During the latest hostilities, Israel has been able to lay siege to and close off Lebanon. The international community has pretty much left Lebanon, like the Occupied Territories, to its fate. Backed by the UK, the US demonstrated tacit support for Israel’s war on Lebanon when it blocked UN Security Council efforts to implement an immediate ceasefire.
Israel has threatened to bomb Lebanon “back 20 years.” This last happened in 1982 when Israel invaded Lebanon intent on burying the Palestinian Liberation Organisation (PLO). Then Israel pushed the retreating PLO and civilians from south Lebanon back into west Beirut, where Israel subsequently slaughtered some 17,500 people from the air.
The international forces subsequently oversaw the implementation of Israel’s request that the PLO (and Syrian forces) be evacuated. Once completely devoid of the power of resistance, Israel invaded west Beirut and oversaw the Sabra and Shatila massacre of the elderly, women, youth, and children by Israel’s allies since 1976, the Phalangist militia.
This bloody history lives on in memory and extends into today. On Saturday 15 July, the Israeli army ordered civilians out of Marwaheen saying it would bomb the village in two hours. The Israeli army then fired upon vehicles, which it knew, because it ordered it, contained precious loads of whole families trying to escape the line of fire. A strike against two vehicles left at least twenty civilians dead, mostly children.

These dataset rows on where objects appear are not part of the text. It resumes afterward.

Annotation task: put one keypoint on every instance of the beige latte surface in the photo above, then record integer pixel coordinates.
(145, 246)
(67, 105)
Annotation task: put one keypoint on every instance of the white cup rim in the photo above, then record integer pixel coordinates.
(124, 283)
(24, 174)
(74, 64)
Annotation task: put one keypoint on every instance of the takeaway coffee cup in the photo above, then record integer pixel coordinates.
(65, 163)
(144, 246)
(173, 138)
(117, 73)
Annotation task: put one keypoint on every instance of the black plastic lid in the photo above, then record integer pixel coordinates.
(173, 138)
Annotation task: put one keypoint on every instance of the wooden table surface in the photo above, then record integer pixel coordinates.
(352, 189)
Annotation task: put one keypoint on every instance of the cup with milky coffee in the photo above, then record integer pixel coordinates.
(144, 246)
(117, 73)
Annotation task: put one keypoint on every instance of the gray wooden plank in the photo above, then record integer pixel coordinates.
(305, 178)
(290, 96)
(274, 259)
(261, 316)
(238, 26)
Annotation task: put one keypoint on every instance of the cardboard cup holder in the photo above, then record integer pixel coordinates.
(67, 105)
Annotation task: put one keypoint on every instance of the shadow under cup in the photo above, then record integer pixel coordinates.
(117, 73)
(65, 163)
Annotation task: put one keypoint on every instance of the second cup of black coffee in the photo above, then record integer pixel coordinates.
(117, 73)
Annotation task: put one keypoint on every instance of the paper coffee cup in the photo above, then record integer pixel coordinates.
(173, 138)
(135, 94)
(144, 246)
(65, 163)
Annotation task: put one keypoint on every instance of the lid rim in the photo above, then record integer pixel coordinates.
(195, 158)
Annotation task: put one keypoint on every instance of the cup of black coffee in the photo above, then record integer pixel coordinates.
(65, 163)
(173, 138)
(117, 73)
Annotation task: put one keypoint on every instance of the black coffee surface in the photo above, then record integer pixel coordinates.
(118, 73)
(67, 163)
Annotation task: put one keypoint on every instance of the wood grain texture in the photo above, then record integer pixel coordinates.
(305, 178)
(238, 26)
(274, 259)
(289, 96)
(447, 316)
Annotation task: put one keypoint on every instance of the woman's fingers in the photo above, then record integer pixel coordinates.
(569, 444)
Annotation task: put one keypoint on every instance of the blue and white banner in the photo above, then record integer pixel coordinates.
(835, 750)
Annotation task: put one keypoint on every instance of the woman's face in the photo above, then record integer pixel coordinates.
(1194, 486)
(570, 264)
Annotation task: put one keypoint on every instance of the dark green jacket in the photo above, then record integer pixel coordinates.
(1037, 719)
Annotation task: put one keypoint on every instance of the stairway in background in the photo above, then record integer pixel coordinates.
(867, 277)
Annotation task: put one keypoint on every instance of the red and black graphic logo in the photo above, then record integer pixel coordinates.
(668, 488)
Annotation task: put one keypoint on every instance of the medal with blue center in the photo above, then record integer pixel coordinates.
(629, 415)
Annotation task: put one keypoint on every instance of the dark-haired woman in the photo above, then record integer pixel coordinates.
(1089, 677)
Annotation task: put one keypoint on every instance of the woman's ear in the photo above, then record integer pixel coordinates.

In 1982, the thousands of civilian victims of Israel’s indiscriminate bombing where labelled “human shields” for the PLO. It remains largely acceptable to normalise Israeli brutality and condemn Palestinians without proof. Actress and Guardian columnist, Maureen Lipman, for example, went unchallenged by presenter of the BBC’s This Week programme, Andrew Neil, when she made the following gross generalisation:
“What’s proportion got to do with it? It’s not about proportion, is it? Human life is not cheap to the Israelis. And human life on the other side is quite cheap actually because they strap bombs to people and send them to blow themselves up.”
When asked whether Hezbollah would accept giving back the two soldiers they hold captive, Shaikh Hassan Nasrallah replied they would like the Lebanese Government to negotiate on their behalf. In the end it is the world leaders and their advisors who have miscalculated.
The day before the capture of Corporal Gilad Shalit, al-Jazeera reported Israel’s abduction of two civilians from Gaza. They are the brothers Osama and Mustafa Abu Muamar, and their fate remains at this time unknown. Their abduction, while not reported in the commercial mass media, is an inciting event too.
Hezbollah was a homegrown response to Israel’s 18-year occupation of south Lebanon, ending in 2000. The Hamas-led government was democratically elected into office. Their origins in popular support share a common cause: The need to defend the indigenous populations against the ambitions of the only country in the world to have never had internationally declared borders.